The turnaround at Kingsrose Mining’s Way Linggo Gold-Silver Project in Sumatra, Indonesia continues to gain pace, with production increasing and strong progress made on several potential growth options. There were 8791 ounces of gold produced in the September quarter, an increase of 74% on the previous quarter.

The company says the increase in production continues to be driven by the Way Linggo open pit mine, which is now consistently producing high-grade, low-cost gold and silver.

Open pit activities have involved a series of staged cutbacks aimed at safely recovering pillars and remnant ore located above the 1 Level of the original Way Linggo underground mine. As a result, Way Linggo is generating strong cashflow, as highlighted by its performance during the September quarter, when it produced 24,224 tonnes at 9.1 g/t gold at a cash cost of just US$311.

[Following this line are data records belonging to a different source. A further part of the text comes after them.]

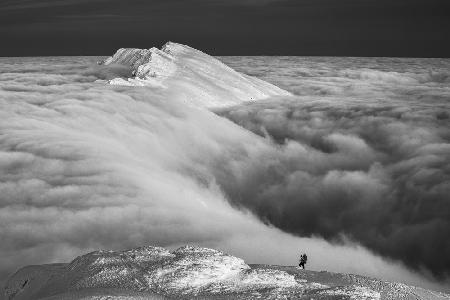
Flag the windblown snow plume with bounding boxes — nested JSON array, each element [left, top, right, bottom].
[[0, 44, 449, 298]]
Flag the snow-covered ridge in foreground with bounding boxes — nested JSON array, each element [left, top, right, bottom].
[[5, 246, 449, 300], [100, 42, 291, 108]]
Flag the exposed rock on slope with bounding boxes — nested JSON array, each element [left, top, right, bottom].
[[5, 245, 450, 300], [99, 42, 291, 108]]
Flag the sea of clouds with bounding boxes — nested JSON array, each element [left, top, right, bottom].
[[0, 56, 449, 294], [219, 56, 450, 279]]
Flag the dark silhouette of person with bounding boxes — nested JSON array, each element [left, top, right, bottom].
[[299, 253, 307, 269]]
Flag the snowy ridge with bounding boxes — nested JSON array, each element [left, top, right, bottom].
[[5, 245, 450, 300], [100, 42, 291, 108]]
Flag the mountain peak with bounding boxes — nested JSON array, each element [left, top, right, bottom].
[[99, 42, 291, 108]]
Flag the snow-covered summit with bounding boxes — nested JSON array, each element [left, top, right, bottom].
[[5, 245, 449, 300], [100, 42, 291, 108]]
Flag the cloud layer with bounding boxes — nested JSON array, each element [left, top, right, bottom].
[[217, 97, 450, 277], [216, 56, 450, 281], [0, 56, 448, 295]]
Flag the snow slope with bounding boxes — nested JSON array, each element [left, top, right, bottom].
[[99, 42, 291, 108], [4, 245, 449, 300]]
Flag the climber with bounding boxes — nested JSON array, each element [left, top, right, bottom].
[[299, 253, 307, 269]]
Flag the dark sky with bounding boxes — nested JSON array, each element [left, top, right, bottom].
[[1, 0, 450, 57]]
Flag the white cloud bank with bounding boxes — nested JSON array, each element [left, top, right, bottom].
[[0, 56, 447, 294]]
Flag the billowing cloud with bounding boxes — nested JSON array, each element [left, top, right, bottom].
[[215, 56, 450, 283], [0, 56, 448, 296], [216, 97, 450, 278]]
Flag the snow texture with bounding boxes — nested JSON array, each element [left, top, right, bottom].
[[5, 245, 449, 300], [100, 42, 291, 108]]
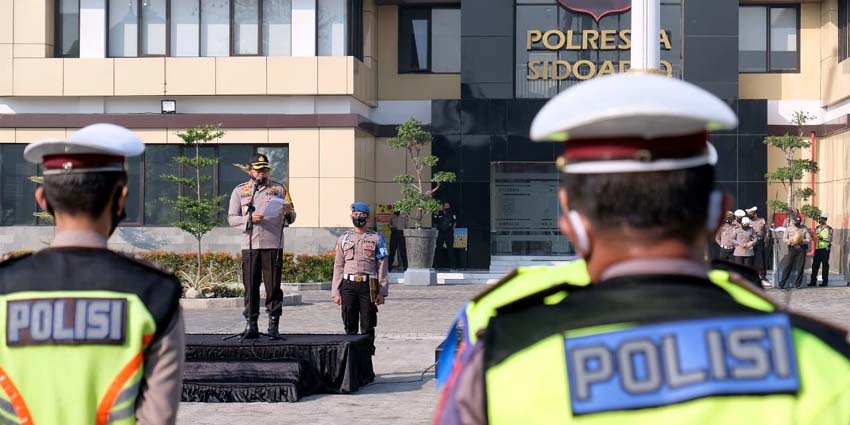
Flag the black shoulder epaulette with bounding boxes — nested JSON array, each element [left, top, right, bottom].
[[0, 252, 33, 268], [495, 280, 590, 316], [472, 269, 520, 303], [116, 253, 176, 277]]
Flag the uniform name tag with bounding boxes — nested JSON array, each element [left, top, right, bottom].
[[565, 314, 799, 415], [6, 298, 126, 346]]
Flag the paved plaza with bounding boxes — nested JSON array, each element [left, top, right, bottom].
[[179, 283, 850, 425]]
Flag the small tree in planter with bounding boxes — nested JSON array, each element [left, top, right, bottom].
[[388, 119, 456, 280], [764, 111, 821, 222], [161, 125, 226, 296]]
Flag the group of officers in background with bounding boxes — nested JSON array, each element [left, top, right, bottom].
[[715, 207, 836, 288], [715, 207, 768, 278]]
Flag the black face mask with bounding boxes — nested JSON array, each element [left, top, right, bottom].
[[352, 216, 368, 228], [109, 186, 126, 237]]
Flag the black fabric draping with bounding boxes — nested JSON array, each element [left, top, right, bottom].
[[182, 360, 320, 402], [185, 334, 375, 396]]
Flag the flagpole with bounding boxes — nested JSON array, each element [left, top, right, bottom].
[[630, 0, 661, 71]]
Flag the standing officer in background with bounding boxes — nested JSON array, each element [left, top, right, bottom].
[[436, 72, 850, 424], [810, 212, 834, 287], [747, 206, 768, 282], [0, 124, 184, 424], [714, 211, 736, 261], [389, 209, 408, 271], [228, 154, 296, 339], [332, 202, 389, 355], [434, 202, 457, 269], [778, 214, 811, 289], [732, 217, 755, 267]]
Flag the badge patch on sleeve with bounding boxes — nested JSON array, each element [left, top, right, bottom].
[[565, 314, 799, 415], [6, 298, 127, 346]]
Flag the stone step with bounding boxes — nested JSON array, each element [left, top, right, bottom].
[[388, 271, 505, 285]]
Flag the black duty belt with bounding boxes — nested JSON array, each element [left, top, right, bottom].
[[345, 274, 373, 282]]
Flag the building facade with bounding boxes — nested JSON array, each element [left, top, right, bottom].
[[0, 0, 847, 271]]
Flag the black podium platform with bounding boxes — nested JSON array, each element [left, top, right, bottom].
[[183, 334, 375, 402]]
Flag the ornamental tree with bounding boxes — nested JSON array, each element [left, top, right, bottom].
[[161, 125, 226, 284], [764, 111, 821, 221], [388, 118, 457, 228]]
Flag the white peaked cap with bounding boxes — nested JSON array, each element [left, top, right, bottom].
[[530, 73, 738, 174], [746, 206, 758, 213], [734, 210, 746, 218], [821, 212, 829, 219], [741, 217, 751, 225], [24, 123, 145, 164]]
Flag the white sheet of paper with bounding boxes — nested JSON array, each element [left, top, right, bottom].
[[264, 198, 286, 218]]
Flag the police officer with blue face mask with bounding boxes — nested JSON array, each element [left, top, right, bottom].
[[332, 202, 389, 354]]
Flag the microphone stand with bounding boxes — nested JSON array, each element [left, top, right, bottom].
[[224, 179, 281, 341]]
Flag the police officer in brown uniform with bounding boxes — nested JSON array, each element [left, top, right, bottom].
[[778, 215, 811, 289], [227, 154, 296, 338], [746, 207, 768, 281], [732, 217, 756, 267], [714, 211, 737, 261], [332, 202, 389, 354], [11, 124, 184, 424]]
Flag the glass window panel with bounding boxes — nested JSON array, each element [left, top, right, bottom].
[[109, 0, 139, 57], [218, 146, 253, 223], [770, 7, 798, 71], [516, 5, 558, 98], [201, 0, 230, 56], [738, 7, 767, 72], [318, 0, 347, 56], [141, 0, 167, 55], [840, 0, 848, 61], [124, 155, 141, 224], [660, 5, 681, 78], [171, 0, 200, 56], [256, 146, 289, 185], [234, 0, 260, 55], [431, 9, 460, 72], [0, 145, 37, 226], [398, 8, 430, 72], [263, 0, 292, 56], [144, 145, 179, 225], [59, 0, 80, 57]]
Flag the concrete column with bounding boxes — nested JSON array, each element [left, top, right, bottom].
[[630, 0, 660, 70]]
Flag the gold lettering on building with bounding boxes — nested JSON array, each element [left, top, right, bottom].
[[525, 29, 676, 80]]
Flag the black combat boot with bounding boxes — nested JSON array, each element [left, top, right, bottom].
[[268, 316, 281, 338], [243, 317, 259, 339]]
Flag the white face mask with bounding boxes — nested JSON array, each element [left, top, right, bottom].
[[567, 210, 591, 256]]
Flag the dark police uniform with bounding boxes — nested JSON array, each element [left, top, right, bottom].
[[434, 208, 457, 268], [811, 217, 834, 287], [8, 123, 185, 424]]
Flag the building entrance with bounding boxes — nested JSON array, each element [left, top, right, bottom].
[[490, 162, 574, 256]]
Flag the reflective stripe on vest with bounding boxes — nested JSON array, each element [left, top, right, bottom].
[[0, 291, 158, 425]]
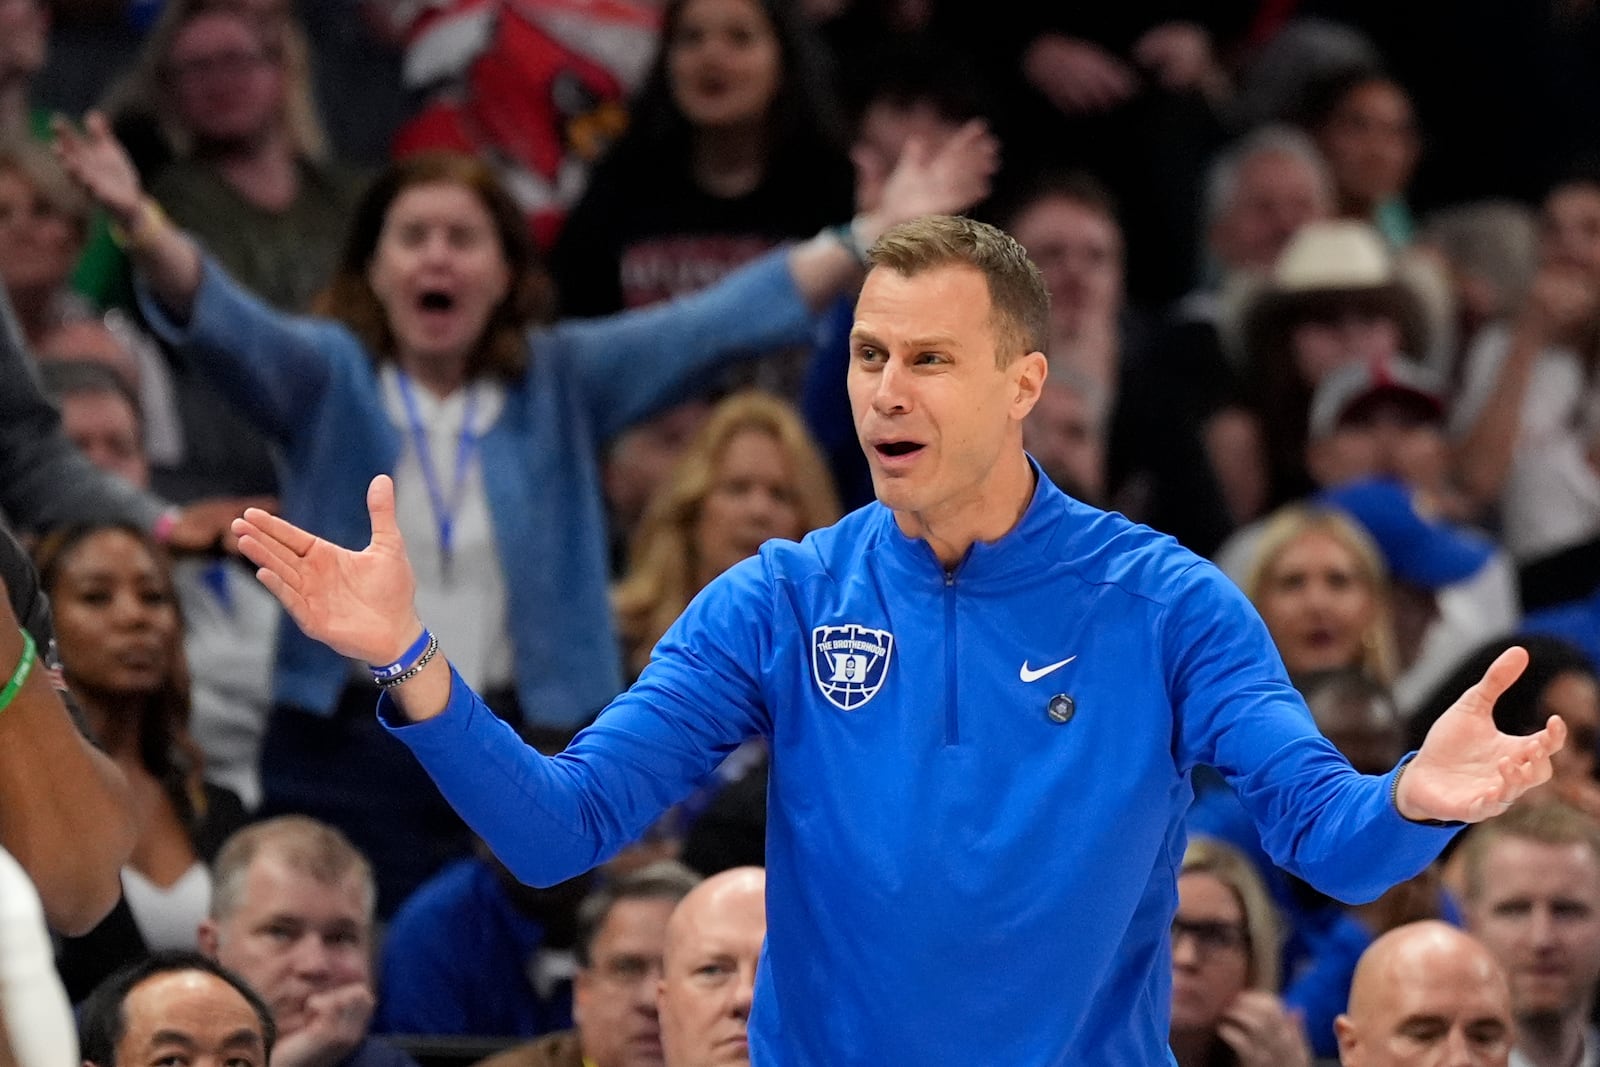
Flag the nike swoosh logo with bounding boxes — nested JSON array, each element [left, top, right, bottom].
[[1019, 656, 1077, 683]]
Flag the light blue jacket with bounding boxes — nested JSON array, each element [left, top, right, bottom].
[[141, 250, 818, 723], [384, 468, 1461, 1064]]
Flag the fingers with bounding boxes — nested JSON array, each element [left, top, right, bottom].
[[236, 504, 319, 558], [1540, 712, 1570, 756], [252, 562, 311, 624], [367, 474, 404, 547], [234, 522, 305, 577], [1479, 729, 1564, 815], [84, 109, 114, 142], [1470, 645, 1531, 711]]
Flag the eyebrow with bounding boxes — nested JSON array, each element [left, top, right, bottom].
[[147, 1032, 197, 1050], [849, 327, 962, 351], [221, 1030, 266, 1050], [147, 1029, 264, 1052]]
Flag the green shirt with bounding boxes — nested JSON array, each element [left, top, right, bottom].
[[150, 156, 366, 312]]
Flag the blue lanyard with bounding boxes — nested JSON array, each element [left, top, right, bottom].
[[396, 371, 480, 570]]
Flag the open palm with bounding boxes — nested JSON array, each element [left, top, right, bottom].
[[52, 110, 146, 221], [231, 475, 421, 665], [875, 118, 1000, 225], [1399, 646, 1568, 823]]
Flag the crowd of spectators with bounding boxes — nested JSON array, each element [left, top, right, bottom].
[[1, 0, 1599, 1064]]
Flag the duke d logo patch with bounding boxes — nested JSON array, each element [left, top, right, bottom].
[[811, 624, 894, 711]]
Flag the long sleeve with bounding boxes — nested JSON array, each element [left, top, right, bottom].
[[549, 247, 818, 447], [1167, 561, 1460, 902], [382, 558, 776, 886], [136, 257, 338, 447], [0, 288, 168, 532]]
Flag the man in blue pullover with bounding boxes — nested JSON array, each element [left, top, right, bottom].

In addition, the final pit cutback at Way Linggo has been approved by the Indonesian Mines Department. The application for the Pinjam Paki (borrow and use forestry permit) is expected to be approved in February 2018, which is in line with Kingsrose’s development timetable. Approval of the cutback means Kingsrose will continue to generate solid production and cashflow from this mine.

To ensure Kingsrose capitalises on this opportunity, it is undertaking a study to explore the possibility of further expanding the existing open pit beyond the currently planned cutback to recover the ore body down to the 3 Level.

Meantime, at the nearby Talang Santo underground mine production continues to be adversely impacted by the inflow of groundwater into the mine and poor ground conditions. There has also been a reduction in mineable areas as a result of delays in developing the mine to access the lower levels.

This combination of factors has rendered the mine uneconomic in its current guise and as a result, the company will progressively suspend underground operations from the middle of this month.

Kingsrose is firmly of the view that significant potential remains at Talang Santo and therefore, it has commenced a scoping study to consider options to re-engineer the underground mine. This would involve modern mechanised underground mining methods which would result in far greater rates of production and lower costs.

The company says the initial results of the study are encouraging and it is expected to be completed by the end of October.

In addition, Kingsrose has commenced a study into the suitability of an ore sorter for the Talang Santo mine and test work is under way to establish if the ore body is amenable to this technology. The ore sorter has the potential to significantly increase the already high grades from Talang Santo and reduce dilution from any future mining operations.

In parallel with the scoping study, Kingsrose is completing a feasibility study on an open pit operation at Talang Santo, where, similar to the Way Linggo mine, there is a significant high-grade portion of the resource remaining in the upper levels of the mine. This was unable to be extracted via the current underground mining method.

Kingsrose is working to accelerate the open pit studies for Talang Santo and intends to seek the required regulatory approvals from the Indonesian Mines Department. At this stage, it is anticipated that the relevant open pit approvals will be received during the September 2018 quarter.

Kingsrose CEO Paul Jago said the company was undergoing a substantial transformation aimed at maximising free cashflow and securing a sustainable, long-term future. “With the reconstruction now completed, we have an immense opportunity to capitalise on these high-grade ore bodies. Our focus is on maximising free cashflow by adopting modern mining methods which will improve safety and working conditions, lower costs and enable us to mine as much of the high-grade ore as possible.

“We ultimately aim to establish two production sources using the appropriate combination of open cut and underground methods while pursuing the highly promising exploration potential of the broader Way Linggo project.”